Retrofit-first design. Products attach to existing switches, curtains, locks, and faucets using adhesive, magnetic mounts, or simple clamps. None of the core products require an electrician, and most can be removed and taken to a new home without damage.
Hub-based bridging. Proprietary Bluetooth peripherals reach the internet through a SwitchBot hub, which also doubles as an infrared blaster for legacy appliances such as air conditioners and television sets.
Multi-platform compatibility. SwitchBot devices work with Amazon Alexa, Google Assistant, Apple Siri and Apple Home, Samsung SmartThings, IFTTT, and Home Assistant. The Hub 2 and later models support the Matter standard, letting locks, curtains, blinds, and contact sensors appear as native Matter accessories in third-party apps.[19]
Local AI. The 2026 AI Hub includes an on-device vision language model and an embedded Home Assistant Core container, so motion events, person detection, and rule evaluation can run without a round trip to the cloud.[20]

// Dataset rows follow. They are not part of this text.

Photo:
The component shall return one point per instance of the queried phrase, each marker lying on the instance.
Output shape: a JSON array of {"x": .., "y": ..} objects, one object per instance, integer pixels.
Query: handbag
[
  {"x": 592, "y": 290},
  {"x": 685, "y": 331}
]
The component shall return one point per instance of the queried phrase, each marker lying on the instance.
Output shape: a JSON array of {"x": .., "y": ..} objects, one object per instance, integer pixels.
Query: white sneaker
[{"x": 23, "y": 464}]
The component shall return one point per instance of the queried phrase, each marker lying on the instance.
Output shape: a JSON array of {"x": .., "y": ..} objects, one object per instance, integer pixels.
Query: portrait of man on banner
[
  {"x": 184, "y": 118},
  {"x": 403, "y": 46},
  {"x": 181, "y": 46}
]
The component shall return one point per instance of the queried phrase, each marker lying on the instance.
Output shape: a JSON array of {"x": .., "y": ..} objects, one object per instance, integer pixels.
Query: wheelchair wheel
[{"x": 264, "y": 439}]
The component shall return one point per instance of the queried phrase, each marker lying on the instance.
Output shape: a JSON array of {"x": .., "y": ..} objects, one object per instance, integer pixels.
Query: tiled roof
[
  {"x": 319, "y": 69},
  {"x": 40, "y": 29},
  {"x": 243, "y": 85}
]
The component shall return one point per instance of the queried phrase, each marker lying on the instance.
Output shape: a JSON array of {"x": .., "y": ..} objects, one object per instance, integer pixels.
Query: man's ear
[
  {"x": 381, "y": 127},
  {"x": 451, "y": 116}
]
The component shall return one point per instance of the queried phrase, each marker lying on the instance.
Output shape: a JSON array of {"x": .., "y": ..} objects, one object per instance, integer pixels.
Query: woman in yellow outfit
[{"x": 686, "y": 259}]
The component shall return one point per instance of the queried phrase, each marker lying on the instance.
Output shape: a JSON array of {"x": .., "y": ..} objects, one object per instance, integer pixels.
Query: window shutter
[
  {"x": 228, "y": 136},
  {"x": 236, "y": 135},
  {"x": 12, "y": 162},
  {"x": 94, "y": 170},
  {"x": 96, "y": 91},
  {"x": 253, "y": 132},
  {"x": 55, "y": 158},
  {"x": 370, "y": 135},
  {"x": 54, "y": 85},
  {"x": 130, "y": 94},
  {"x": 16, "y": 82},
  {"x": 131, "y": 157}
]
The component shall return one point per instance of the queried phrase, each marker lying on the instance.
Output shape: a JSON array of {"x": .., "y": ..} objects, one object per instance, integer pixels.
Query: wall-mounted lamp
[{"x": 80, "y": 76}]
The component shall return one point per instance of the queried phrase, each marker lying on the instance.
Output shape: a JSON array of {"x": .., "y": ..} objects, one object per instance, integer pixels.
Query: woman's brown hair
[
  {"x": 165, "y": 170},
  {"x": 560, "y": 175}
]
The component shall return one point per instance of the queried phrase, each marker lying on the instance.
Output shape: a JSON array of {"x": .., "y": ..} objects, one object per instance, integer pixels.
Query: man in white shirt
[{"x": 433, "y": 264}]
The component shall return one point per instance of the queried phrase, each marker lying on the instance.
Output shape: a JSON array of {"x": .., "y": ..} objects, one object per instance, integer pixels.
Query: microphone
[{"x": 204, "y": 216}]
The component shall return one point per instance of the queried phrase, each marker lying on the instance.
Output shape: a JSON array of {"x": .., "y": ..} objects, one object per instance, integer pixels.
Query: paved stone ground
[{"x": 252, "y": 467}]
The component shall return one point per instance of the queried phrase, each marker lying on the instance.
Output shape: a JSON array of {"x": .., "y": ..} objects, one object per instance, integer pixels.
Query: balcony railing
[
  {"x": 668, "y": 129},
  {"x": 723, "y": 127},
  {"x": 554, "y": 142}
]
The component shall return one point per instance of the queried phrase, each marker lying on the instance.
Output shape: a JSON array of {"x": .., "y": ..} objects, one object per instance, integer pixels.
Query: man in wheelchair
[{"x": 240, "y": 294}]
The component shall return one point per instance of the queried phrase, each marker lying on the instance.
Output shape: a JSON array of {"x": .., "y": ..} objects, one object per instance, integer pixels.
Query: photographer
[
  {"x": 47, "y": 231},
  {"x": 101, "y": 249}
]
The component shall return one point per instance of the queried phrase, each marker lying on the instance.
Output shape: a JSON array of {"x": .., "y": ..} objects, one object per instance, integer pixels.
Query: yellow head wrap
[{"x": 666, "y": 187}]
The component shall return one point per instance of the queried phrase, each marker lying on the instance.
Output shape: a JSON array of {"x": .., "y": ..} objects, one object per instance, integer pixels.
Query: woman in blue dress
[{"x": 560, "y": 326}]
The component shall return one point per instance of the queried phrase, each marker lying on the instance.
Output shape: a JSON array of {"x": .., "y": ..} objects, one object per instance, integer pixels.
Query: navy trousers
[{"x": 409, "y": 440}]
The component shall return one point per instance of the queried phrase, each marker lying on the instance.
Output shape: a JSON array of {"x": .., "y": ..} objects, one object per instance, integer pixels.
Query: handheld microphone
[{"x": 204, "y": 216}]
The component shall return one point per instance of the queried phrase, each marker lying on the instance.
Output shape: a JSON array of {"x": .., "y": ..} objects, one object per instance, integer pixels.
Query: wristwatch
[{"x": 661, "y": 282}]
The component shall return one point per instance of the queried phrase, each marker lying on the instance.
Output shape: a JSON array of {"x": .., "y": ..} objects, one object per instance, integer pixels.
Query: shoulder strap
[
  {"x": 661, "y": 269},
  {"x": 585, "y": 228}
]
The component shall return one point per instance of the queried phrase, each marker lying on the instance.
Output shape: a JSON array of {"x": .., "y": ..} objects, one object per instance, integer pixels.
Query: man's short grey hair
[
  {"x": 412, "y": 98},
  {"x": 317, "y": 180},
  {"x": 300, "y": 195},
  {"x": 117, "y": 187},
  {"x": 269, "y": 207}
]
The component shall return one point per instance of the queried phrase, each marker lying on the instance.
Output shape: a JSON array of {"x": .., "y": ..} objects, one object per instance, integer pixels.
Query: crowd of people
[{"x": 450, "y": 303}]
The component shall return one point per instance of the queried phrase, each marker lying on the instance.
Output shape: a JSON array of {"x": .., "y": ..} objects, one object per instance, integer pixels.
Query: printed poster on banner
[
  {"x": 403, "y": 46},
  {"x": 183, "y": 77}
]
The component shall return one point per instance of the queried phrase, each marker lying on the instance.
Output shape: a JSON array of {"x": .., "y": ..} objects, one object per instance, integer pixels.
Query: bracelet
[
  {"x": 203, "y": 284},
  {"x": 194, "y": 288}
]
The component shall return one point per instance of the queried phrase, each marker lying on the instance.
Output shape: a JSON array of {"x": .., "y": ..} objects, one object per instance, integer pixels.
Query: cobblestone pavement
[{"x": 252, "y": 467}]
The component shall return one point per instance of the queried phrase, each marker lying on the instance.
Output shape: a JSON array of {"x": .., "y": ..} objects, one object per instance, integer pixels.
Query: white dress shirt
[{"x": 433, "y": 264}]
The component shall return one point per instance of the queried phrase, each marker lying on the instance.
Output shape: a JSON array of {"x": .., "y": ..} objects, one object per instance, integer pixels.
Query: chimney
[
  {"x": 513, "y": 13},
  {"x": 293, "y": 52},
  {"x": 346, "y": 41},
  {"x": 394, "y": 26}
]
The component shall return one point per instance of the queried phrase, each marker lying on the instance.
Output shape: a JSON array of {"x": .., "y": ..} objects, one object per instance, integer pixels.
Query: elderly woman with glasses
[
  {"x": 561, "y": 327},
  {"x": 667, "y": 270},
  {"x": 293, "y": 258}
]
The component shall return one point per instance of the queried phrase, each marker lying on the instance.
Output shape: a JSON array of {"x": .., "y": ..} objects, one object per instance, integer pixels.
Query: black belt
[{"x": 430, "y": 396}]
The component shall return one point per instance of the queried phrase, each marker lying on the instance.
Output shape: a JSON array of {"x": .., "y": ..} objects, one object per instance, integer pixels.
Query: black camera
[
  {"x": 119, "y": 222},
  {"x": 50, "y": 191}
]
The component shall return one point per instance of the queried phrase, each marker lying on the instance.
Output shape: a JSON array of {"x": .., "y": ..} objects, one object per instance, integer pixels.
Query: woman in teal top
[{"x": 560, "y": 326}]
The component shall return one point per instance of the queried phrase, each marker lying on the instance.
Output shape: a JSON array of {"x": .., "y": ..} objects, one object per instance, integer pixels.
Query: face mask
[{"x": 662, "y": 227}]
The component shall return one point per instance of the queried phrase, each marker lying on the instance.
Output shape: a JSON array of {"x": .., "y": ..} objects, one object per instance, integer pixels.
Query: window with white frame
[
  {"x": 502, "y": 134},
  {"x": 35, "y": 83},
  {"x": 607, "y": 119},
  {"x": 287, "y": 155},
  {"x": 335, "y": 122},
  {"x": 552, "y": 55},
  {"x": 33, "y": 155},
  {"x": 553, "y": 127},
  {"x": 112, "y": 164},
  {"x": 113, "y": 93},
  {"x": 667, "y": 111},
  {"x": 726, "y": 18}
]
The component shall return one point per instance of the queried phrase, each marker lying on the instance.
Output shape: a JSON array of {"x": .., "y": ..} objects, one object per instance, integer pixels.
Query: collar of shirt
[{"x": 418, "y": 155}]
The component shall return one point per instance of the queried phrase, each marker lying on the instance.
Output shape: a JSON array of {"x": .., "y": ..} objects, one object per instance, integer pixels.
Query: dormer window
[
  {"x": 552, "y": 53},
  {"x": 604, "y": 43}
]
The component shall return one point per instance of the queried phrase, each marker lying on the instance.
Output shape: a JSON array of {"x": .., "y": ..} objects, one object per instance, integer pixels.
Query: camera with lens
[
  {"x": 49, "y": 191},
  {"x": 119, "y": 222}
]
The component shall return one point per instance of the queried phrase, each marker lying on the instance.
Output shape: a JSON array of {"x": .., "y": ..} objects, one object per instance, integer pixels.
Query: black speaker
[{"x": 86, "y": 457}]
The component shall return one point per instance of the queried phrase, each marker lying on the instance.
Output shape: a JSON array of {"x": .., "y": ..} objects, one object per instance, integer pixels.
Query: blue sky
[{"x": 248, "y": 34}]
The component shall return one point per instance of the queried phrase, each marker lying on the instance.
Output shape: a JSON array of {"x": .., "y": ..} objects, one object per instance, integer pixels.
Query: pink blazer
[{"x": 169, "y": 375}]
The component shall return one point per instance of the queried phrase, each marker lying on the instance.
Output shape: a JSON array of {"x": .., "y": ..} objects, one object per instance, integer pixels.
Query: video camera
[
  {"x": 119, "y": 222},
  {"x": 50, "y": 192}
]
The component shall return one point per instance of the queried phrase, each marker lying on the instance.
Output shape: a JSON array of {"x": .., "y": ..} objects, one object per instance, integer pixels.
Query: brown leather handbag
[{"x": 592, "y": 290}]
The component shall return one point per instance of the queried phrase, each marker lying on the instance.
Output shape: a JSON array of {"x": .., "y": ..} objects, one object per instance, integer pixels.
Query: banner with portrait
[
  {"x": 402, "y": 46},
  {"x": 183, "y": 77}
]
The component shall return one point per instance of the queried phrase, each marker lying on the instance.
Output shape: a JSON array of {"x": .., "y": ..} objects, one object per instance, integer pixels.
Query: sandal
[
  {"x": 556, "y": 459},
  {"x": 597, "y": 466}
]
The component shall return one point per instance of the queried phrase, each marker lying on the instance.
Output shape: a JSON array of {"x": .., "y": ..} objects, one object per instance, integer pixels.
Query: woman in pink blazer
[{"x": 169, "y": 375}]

OmniSense VLA. The on-device AI system that drives the Onero H1 fuses inputs from multiple Intel RealSense depth cameras placed in the head, arms, hands, and abdomen with tactile feedback from the fingers. The model was developed in-house and is intended to handle contact-rich household tasks such as opening a washing machine door, picking up clothing, and stacking dishes.[12][13]
The SwitchBot brand is operated by OneRobotics, a Cayman-incorporated holding company whose Chinese operating entity is Woan Technology (Shenzhen) Co., Ltd. Earlier marketing and product listings used the name Wonderlabs, Inc. for U.S. and Japanese trade. Connery Lee (Li Zhichen) serves as chief executive and held a controlling stake worth roughly 850 million yuan (about US$116.5 million) at the time of the IPO. Major external shareholders before the listing included Source Code Capital, Hillhouse Capital, Yintai Capital, XbotPark, and Brizan Ventures.[2][9]
The Hong Kong-listed entity oversees international sales, marketing, legal, financial operations, and brand strategy. Engineering, hardware design, and a portion of manufacturing remain in Shenzhen, with additional production handled by contract manufacturers in Guangdong.[8]
SwitchBot is one of the strongest smart home brands in Japan. Statista data cited in industry reporting place the company at about 28% market share in the Japanese smart home segment, the highest of any brand, and Home Appliance Biz named it Japan's top IoT brand in 2022.[8] In the United States, SwitchBot has earned positive reviews for the simplicity of its installation model and the breadth of its product catalogue. IEEE Spectrum praised the S10 vacuum's plumbing connection as a glimpse of how home robots can stop being chore-creators of their own. The Verge, Engadget, and Android Authority all covered the Onero H1 launch favorably at CES 2026, though reviewers warned that humanoid demos at trade shows often outpace real-world reliability.[12][17]
Frost & Sullivan, cited in the company's prospectus, credited OneRobotics with roughly 11.9% of the global embodied AI home robotics market, a category the firm itself helped define. Independent analysts have noted that SwitchBot's net losses, while narrowing, reflect heavy spending on robotics R&D, and that the embodied AI market remains early; a number of Hong Kong investors have rotated in and out of the stock during its first weeks of trading.[1][2][9]